I want to position myself correctly and so I always join conversations where people are talking about PR. The other day I wrote a thread and I found two people who pitched themselves with their full CVs in one tweet, riding on a tweet that I talked about crisis communication. It was very strategic. You should also be on Twitter when you are looking at thought leaders in your industry, make sure you are following them, when they have conversations around the profession, make sure you contribute because that’s how people begin to know you. You don’t need to have a godfather. When I started, I didn’t know anybody but I was always on LinkedIn. I followed everyone relevant to my career. Now that we have started talking about Nigerian women in PR and I reach out to somebody to say “oh, I want to send a DM” I would see that we are already connected and I’ll check back and it will be a connection that happened in 2012 or 2013, I took it as a personal task because I wanted to see how they grew.

What skills, Traits or Characteristics should a new PR professional have?

For skills; you must definitely know how to write and speak and because those skills are now to a very large extent universal, it looks like anybody can get the job and that is the downside of this. You must be able to write flawlessly across different industries. To achieve this, you need to make a habit of listening a lot to other people who speak well and read as widely as you can. Follow sensible people on Twitter, people who write well and share sound content on Twitter. Get on LinkedIn too, if you are not the type who likes to read books, read articles on LinkedIn and threads on Twitter.

In terms of characteristics or traits that will make you succeed in PR, you must learn continuously, know how to project-manage yourself first. Give yourself tasks and deadlines and meet the deadlines without external pressure. If you are working in an organisation, you must be an entrepreneur; take it as your business, that is how I've always been with all my units, I take that unit as a company on its own.

Give yourself work if you want to keep your job, I tell everybody that I come across. Fundamentally, when you are starting out in PR, nobody will give you metrics to work with because they may not know, so you must give yourself KPIs. Ask yourself in your workplace what the problem is that you can fix because they may not tell you until there is a problem.

The other day, I put the link of the article written about the Nigerian Economic Summit, I don’t necessarily read these things because I want to learn about the economy but I was interested in the writing style and I brought it out and when I was going to write my own tweet, I adopted that writing style. Read things like that so that you have different writing styles that you can adopt for different situations.The way you write for an investment company differs from the way you write for a tech company and that’s what makes you different from any random person claiming to know how to write. Everybody knows how to write, but when you are a PR person; you can write to fit each audience.

Another important personality trait that you must have is confidence and assertive intelligence.

How do you succeed when you get the job? What’s the first thing you should do?
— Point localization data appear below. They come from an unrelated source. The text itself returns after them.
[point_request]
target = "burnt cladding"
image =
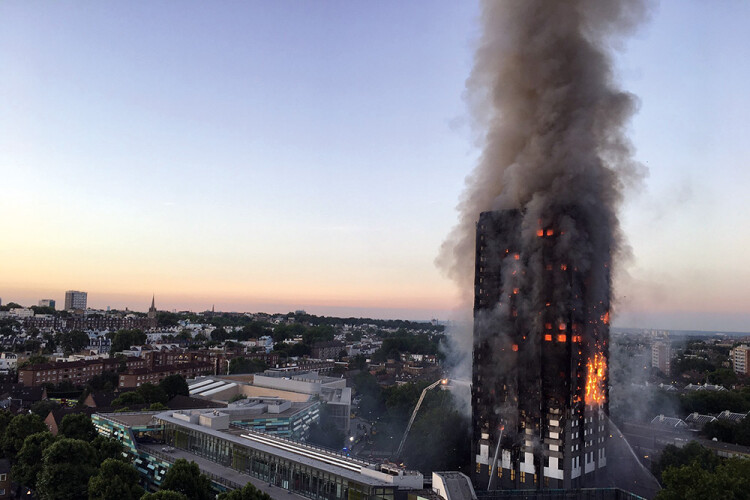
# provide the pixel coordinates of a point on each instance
(539, 391)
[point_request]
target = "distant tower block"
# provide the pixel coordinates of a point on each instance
(539, 388)
(75, 300)
(152, 310)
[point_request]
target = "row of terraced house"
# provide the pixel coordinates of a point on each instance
(150, 367)
(136, 372)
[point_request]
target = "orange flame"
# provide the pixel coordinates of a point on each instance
(595, 379)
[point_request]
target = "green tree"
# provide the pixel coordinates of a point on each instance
(116, 480)
(185, 477)
(164, 495)
(672, 456)
(28, 463)
(123, 339)
(373, 400)
(729, 480)
(43, 407)
(77, 426)
(18, 430)
(248, 492)
(358, 362)
(67, 466)
(174, 385)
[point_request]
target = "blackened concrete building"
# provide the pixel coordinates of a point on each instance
(539, 388)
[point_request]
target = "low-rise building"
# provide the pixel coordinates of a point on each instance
(136, 377)
(157, 439)
(8, 362)
(76, 372)
(327, 350)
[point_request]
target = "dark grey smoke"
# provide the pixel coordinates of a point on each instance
(552, 124)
You need to go through all the communications materials that the organisation has. If your company does not have a company profile, your first KPI should be to create a company profile for them. Also look at their website again; if they didn’t get a communication person to put it together, there might be work for you there. From updating the information on the website to checking the social media pages to confirm that the keywords that describe your company were used. Look internally at the emails people send, does it have a standard signature ? Does everyone sign off the same way? Do they have the logo of the company at the bottom? Does the company have an official font size? In the first one week, you should crosscheck all these things and set a deadline of a month to get them sorted.

These things may seem very trivial but that’s how they know there is a communications person on ground.